Michaelmas
- First edition
- Author: Algis Budrys
- Cover artist: Don Brautigam
- Language: English
- Genre: Science fiction novel
- Publisher: Berkley Putnam
- Publication date: 1976 (serialized); 1977 (novel)
- Publication place: United States
- Media type: Print (hardback & paperback)
- Pages: 212
- ISBN: 0-445-20316-1

= Michaelmas (novel) =

1977 novel by Algis Budrys

Michaelmas (1977) is a science fiction novel by American writer Algis Budrys, first published as a serial in The Magazine of Fantasy & Science Fiction in August and September 1976, and published in revised form as a novel in 1977. Michaelmas is largely about a renowned newsman who in fact controls, rather than simply reports events thanks to his AI creation "Domino". The protagonist and narrative are loosely based on the world-protector Archangel Michael, while the book contains convincing near-future technology.

==Publication==
Michaelmas first appeared in the form of a two-part serial in Fantasy & Science Fiction in August and September 1976. It was published as a novel (in revised form) from Berkley Putnam in 1977, with a simultaneous British edition from Gollancz. A book club edition appeared in 1978, along with the mass-market paperback edition from Berkley. A Questar (Popular Library) paperback reprint appeared in 1986.

==Story==
The novel is set in the near future (at least at the time of writing, now actually in past time).

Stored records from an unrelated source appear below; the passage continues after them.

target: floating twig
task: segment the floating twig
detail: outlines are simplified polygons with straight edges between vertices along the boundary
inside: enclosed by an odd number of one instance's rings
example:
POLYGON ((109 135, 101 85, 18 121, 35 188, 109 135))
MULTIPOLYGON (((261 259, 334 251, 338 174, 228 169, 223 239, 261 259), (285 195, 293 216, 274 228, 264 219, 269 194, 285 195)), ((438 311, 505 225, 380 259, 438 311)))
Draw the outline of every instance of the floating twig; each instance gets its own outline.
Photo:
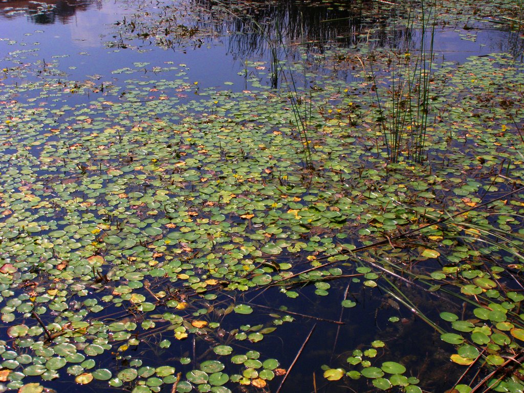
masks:
POLYGON ((282 382, 280 383, 280 385, 278 386, 278 389, 277 389, 277 391, 275 393, 280 393, 280 389, 282 389, 282 387, 283 386, 284 383, 286 382, 286 379, 287 378, 289 373, 291 372, 291 369, 293 368, 293 366, 294 366, 295 363, 297 363, 297 361, 298 359, 299 356, 300 356, 300 354, 304 350, 304 347, 305 346, 305 344, 308 343, 308 342, 309 341, 309 339, 311 337, 311 335, 313 334, 313 331, 315 330, 315 328, 316 327, 316 324, 315 323, 313 325, 313 327, 309 332, 309 334, 308 335, 308 336, 305 337, 305 340, 304 340, 304 342, 302 343, 302 346, 300 347, 300 349, 299 350, 298 352, 297 353, 297 356, 295 356, 295 358, 293 359, 293 363, 291 363, 291 365, 290 366, 289 368, 288 369, 288 372, 286 373, 286 375, 284 376, 284 378, 282 379, 282 382))
POLYGON ((47 336, 48 339, 49 339, 49 341, 52 341, 53 337, 51 335, 51 333, 49 333, 49 331, 47 330, 47 328, 46 327, 46 325, 43 324, 43 322, 42 322, 42 320, 41 320, 40 317, 38 316, 38 314, 35 312, 34 310, 32 311, 32 316, 35 317, 35 319, 38 321, 38 323, 40 324, 40 325, 42 326, 42 329, 43 329, 43 331, 46 332, 46 335, 47 336))
POLYGON ((313 315, 308 315, 307 314, 301 314, 299 312, 293 312, 293 311, 289 311, 287 310, 280 310, 280 309, 275 308, 274 307, 269 307, 267 305, 261 305, 261 304, 256 304, 253 303, 246 302, 246 304, 249 304, 249 305, 254 305, 255 307, 260 307, 263 309, 266 309, 267 310, 272 310, 275 311, 280 311, 281 312, 285 312, 286 314, 290 314, 292 315, 297 315, 297 316, 302 316, 304 318, 311 318, 311 319, 314 319, 316 321, 322 321, 324 322, 330 322, 331 323, 335 323, 337 325, 345 325, 345 322, 339 321, 335 321, 333 319, 327 319, 326 318, 322 318, 320 316, 313 316, 313 315))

The eponymous protagonist, Laurent Michaelmas, is depicted as a renowned newsman, controlling world events as much as he reports them. His means of influence is an immensely powerful self-aware artificial intelligence called Domino, which originated as a modest telephony appliance in Michaelmas' youth. Domino has evolved into a digital omnipresence that can penetrate and control any electronic or computerized equipment, most notably communication networks of all kinds. Domino was created by Michaelmas, and only he knows its existence.

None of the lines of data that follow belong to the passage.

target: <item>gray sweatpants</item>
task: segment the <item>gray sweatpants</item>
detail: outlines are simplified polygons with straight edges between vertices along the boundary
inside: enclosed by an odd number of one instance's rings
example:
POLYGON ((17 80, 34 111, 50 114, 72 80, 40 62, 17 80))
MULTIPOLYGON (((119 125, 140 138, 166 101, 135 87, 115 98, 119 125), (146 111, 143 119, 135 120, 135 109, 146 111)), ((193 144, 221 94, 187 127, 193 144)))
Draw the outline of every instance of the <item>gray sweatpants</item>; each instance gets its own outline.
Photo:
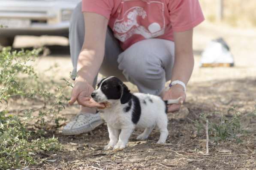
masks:
MULTIPOLYGON (((80 3, 73 12, 69 27, 70 53, 74 67, 72 75, 75 77, 84 35, 84 23, 80 3)), ((166 82, 171 79, 174 63, 173 41, 149 39, 138 42, 123 51, 108 28, 105 45, 105 56, 99 70, 103 75, 116 76, 123 81, 130 81, 137 85, 140 92, 156 95, 161 94, 166 82)))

Domino is also the confidante and intellectual sparring partner of Michelmas, compensating in part for the loss that Michaelmas suffered when his wife was killed in an accident many years ago.

By the time of the novel, Laurent Michaelmas has successfully used his power to create and sustain world peace. One of his achievements is the success of UNAC (the fictitious United Nations Astronautics Commission). Organizing space travel as a joint international project, UNAC is important to Michaelmas as a symbol of a more united world. When an astronaut believed to have been killed in a failed mission turns up miraculously saved, a threatening scenario starts to unfold. As the novel progresses, Michaelmas slowly learns that a possible extraterrestrial presence may be interfering with the new world he has worked so hard to create.

==Themes==
The novel is not only a fast-paced political/sci-fi thriller, but is also remarkable for its prescience, because it appeared less than a decade into the Internet era, long before its current prominence and ubiquity. The technical descriptions of near future technologies are very convincing and apparently well researched. Its description of journalism and its professional culture are likewise highly developed, mainly due to the late Budrys' residence near Northwestern University's Medill School of Journalism, which appears several times in the book.

Throughout the book, many references are made to classical works of art, theater, poetry and philosophy.

The main character, Laurent Michaelmas, bears the name of the festival honoring the Archangel Michael, a figure in Judaism that protects God's people, and in Christianity that defeats Satan in the Book of Revelation. In the novel, Michaelmas helps to protect society from itself by influencing the balances of power in the world to avoid war and maintain relative peace.

==Related works==
The novel incorporates features of a substantially shorter and significantly different version published in The Magazine of Fantasy & Science Fiction in 1976.